Loading TOC...
Reference Application Architecture Guide (PDF)

Reference Application Architecture Guide — Chapter 3

Samplestack: A Reference Architecture Instantiation

This chapter provides a high level overview of the Samplestack application. Samplestack is demo application based the MarkLogic Reference Application Architecture.

The following topics are covered:

What is Samplestack?

Samplestack is a full-featured example web application that implements the MarkLogic Reference Application Architecture and the best practices described in this guide. You can deploy Samplestack in your development environment as a learning tool; it is maintained as an open source project.

The technologies selected for use in Samplestack reflect a forward-looking approach to developing enterprise web applications. However, nothing about the architecture, the application, or the best practices requires you to use these specific technologies.

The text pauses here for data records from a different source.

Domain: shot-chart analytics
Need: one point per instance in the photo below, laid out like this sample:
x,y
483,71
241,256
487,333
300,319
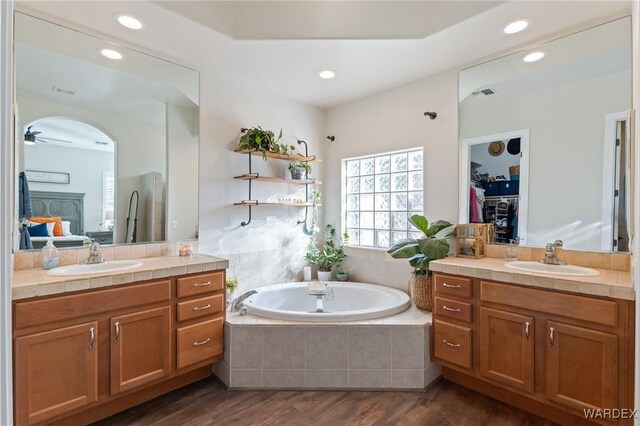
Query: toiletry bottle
x,y
49,256
510,253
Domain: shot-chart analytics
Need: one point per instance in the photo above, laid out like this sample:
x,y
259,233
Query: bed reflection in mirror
x,y
98,134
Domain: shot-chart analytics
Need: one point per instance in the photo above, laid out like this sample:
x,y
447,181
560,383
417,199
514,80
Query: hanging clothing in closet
x,y
476,205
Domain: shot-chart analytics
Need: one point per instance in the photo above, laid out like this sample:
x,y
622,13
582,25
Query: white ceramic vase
x,y
324,276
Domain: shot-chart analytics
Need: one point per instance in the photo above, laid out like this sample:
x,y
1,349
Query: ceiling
x,y
288,67
314,20
65,67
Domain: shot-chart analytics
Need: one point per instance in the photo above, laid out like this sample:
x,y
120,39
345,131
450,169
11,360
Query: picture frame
x,y
42,176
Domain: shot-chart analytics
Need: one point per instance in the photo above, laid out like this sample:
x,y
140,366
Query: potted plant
x,y
420,252
326,256
258,139
300,170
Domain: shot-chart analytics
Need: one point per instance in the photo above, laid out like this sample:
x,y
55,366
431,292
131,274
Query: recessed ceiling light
x,y
129,21
532,57
111,54
516,26
327,74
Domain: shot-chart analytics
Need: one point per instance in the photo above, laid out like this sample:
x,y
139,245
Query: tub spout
x,y
237,302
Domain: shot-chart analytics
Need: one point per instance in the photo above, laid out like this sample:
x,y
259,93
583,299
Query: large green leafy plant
x,y
331,253
421,251
258,139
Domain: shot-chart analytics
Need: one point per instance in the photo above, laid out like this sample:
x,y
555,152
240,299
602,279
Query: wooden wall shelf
x,y
290,157
276,180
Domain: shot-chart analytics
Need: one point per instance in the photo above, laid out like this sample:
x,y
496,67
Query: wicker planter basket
x,y
421,291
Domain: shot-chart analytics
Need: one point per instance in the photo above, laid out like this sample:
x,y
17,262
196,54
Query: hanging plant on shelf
x,y
258,139
300,170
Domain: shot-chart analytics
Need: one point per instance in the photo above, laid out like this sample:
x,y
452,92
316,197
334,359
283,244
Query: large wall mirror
x,y
545,141
108,141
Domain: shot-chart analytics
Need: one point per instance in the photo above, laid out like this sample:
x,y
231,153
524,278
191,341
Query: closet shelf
x,y
289,157
255,176
255,203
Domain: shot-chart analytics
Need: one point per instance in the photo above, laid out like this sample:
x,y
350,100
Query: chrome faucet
x,y
237,302
94,255
550,256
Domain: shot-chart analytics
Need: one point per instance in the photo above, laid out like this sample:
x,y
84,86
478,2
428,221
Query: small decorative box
x,y
471,239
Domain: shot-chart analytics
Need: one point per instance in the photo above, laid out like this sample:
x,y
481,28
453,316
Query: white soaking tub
x,y
349,301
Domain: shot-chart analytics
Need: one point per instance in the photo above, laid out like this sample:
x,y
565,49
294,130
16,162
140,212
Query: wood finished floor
x,y
208,403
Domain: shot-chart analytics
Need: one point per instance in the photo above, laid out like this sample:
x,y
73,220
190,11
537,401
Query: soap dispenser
x,y
49,256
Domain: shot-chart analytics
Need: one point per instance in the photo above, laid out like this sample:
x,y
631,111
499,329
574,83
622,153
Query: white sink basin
x,y
541,268
98,268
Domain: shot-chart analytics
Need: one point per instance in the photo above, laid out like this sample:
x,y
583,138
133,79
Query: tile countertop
x,y
610,283
36,282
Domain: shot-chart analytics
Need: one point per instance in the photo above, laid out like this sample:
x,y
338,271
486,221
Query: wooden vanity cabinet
x,y
549,352
80,357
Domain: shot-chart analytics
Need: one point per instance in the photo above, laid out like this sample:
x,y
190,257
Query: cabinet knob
x,y
92,338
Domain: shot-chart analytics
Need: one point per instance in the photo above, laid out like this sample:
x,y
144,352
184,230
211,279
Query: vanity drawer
x,y
453,286
200,307
583,308
453,309
452,343
200,284
199,342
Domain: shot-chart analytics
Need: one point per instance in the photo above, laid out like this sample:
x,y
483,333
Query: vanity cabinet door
x,y
140,348
507,348
55,372
581,367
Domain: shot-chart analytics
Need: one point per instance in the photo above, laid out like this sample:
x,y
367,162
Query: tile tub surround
x,y
70,256
36,282
386,353
612,283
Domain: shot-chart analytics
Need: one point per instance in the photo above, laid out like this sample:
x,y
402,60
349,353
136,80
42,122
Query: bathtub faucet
x,y
237,302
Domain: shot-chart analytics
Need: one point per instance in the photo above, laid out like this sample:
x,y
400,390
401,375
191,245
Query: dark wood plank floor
x,y
208,403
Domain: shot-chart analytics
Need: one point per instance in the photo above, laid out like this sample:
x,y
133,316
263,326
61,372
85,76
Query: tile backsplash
x,y
69,256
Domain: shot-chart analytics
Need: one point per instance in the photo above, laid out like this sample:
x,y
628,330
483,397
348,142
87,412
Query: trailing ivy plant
x,y
421,251
258,139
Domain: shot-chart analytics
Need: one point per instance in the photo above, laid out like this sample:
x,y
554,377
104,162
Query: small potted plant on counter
x,y
325,256
258,139
300,170
420,252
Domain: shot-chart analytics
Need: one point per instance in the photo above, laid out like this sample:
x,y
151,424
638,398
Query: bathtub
x,y
349,301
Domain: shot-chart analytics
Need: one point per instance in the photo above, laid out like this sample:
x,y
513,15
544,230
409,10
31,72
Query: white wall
x,y
140,148
566,153
182,169
395,120
85,167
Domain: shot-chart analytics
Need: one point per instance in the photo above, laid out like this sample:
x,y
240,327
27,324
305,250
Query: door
x,y
582,366
507,348
140,348
55,372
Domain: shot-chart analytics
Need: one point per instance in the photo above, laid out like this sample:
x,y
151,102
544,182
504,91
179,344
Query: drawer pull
x,y
92,338
202,308
451,285
453,345
204,342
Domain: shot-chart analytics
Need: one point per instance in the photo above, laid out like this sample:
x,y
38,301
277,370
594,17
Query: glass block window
x,y
380,193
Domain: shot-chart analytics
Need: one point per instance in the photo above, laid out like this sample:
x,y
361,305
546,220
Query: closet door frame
x,y
465,176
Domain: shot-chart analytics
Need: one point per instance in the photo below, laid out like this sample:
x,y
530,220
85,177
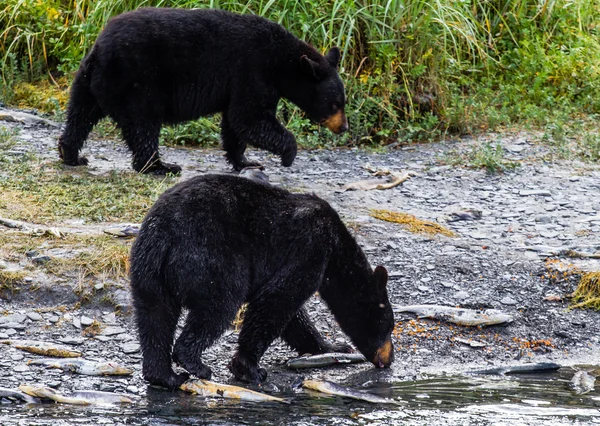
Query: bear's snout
x,y
337,123
384,355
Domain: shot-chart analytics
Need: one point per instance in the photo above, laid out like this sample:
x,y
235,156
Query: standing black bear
x,y
159,66
214,242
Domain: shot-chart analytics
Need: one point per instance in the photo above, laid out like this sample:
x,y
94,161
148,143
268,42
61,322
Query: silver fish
x,y
539,367
78,397
49,393
84,366
331,388
218,390
43,348
582,382
99,397
323,360
460,316
17,395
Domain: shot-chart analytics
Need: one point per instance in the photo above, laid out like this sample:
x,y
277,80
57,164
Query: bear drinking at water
x,y
215,242
158,66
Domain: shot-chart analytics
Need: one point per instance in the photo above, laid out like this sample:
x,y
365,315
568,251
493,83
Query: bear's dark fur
x,y
214,242
159,66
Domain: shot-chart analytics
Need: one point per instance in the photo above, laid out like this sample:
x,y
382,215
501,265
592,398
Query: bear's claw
x,y
246,372
171,381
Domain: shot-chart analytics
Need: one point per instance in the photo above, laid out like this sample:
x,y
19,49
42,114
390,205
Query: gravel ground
x,y
501,260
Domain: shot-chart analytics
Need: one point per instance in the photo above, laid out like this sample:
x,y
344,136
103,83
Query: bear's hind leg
x,y
156,323
264,321
302,336
142,140
234,148
82,115
202,328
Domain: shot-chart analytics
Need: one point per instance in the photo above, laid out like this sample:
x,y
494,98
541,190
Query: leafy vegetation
x,y
414,70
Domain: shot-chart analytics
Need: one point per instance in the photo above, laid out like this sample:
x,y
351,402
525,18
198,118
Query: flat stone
x,y
508,301
534,192
113,330
86,321
34,316
15,325
131,348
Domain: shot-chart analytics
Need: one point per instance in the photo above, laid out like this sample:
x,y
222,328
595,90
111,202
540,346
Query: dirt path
x,y
510,258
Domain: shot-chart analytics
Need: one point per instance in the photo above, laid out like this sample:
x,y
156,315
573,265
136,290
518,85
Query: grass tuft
x,y
587,293
412,223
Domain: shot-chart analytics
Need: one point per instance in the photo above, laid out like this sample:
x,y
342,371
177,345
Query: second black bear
x,y
214,242
158,66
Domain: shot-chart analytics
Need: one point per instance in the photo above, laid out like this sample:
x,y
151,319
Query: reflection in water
x,y
531,400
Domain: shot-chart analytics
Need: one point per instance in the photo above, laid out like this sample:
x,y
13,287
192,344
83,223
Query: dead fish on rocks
x,y
390,181
207,388
84,366
15,395
40,391
123,231
103,398
520,369
331,388
43,348
460,316
77,397
582,382
323,360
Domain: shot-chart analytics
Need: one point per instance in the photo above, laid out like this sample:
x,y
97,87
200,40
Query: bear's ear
x,y
310,67
333,56
380,279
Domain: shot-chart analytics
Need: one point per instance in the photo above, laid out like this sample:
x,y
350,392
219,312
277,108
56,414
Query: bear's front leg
x,y
301,335
262,130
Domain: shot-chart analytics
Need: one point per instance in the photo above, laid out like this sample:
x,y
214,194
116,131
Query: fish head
x,y
371,330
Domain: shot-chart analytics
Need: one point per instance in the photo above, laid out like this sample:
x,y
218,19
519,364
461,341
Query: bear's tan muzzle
x,y
337,123
384,355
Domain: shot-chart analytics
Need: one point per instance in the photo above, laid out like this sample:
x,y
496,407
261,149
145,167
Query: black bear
x,y
159,66
214,242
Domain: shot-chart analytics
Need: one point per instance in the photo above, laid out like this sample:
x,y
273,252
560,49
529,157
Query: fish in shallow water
x,y
582,382
83,366
331,388
78,397
43,348
14,395
100,397
323,360
207,388
460,316
520,369
40,391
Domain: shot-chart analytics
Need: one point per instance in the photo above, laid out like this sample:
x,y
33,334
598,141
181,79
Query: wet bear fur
x,y
214,242
158,66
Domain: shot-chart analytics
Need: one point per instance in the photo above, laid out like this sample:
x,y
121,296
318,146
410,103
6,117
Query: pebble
x,y
113,330
130,348
34,316
508,301
86,321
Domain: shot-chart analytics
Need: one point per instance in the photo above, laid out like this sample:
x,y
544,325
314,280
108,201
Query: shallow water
x,y
528,399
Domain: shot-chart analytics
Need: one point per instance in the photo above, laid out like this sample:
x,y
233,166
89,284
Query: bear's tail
x,y
82,114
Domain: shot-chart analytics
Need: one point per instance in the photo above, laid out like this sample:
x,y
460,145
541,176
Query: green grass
x,y
46,193
487,155
414,70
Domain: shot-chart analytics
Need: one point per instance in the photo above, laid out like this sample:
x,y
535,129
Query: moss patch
x,y
412,223
587,293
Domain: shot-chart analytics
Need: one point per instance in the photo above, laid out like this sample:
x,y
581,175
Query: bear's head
x,y
319,91
376,322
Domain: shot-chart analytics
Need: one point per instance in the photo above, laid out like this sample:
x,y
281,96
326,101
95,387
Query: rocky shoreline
x,y
512,258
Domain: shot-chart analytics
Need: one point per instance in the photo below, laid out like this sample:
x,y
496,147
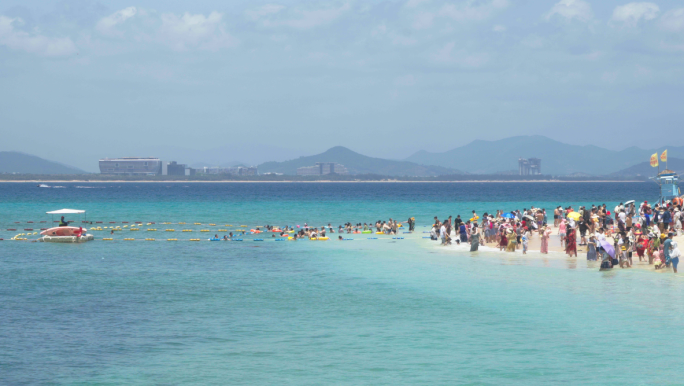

Samplestack models a Question and Answer site using freely available data from stackoverflow.com. A Samplestack user can perform the following tasks:

  • Browse or search questions and answers
  • Submit a question
  • Submit an answer
  • Vote on a question or an answer
  • Accept an answer (submitter only)

Users can browse and search questions and answers anonymously. Submitting questions, answers, or comments; accepting answers; and voting require the user to log into the site. Voting affects the ordering of search results because questions with more votes appear in the search results before questions with fewer votes. Accepting a best answer to a question affects the reputation of the contributor of the accepted answer.

MarkLogic Server provides the database tier of Samplestack. The middle tier is a Java stack, based on Spring Boot and other standard Java libraries. The browser tier is a Single Page Application (SPA) implemented on AngularJS. For details on the libraries and frameworks used by Samplestack, see Technologies Used in Samplestack.

The Samplestack project includes robust project infrastructure that demonstrates the best practices outlined in Recommended Best Practices. For details, see Best Practices Demonstrated by Samplestack.

Samplestack is an open source project maintained on GitHub. You can review, download, and contribute to the project at http://github.com/marklogic/marklogic-samplestack.

Samplestack Implementation Overview

This section discusses how some key features of Samplestack are enabled by MarkLogic Server. Samplestack uses additional MarkLogic features not discussed here. For more details, see Exploring Samplestack in Detail.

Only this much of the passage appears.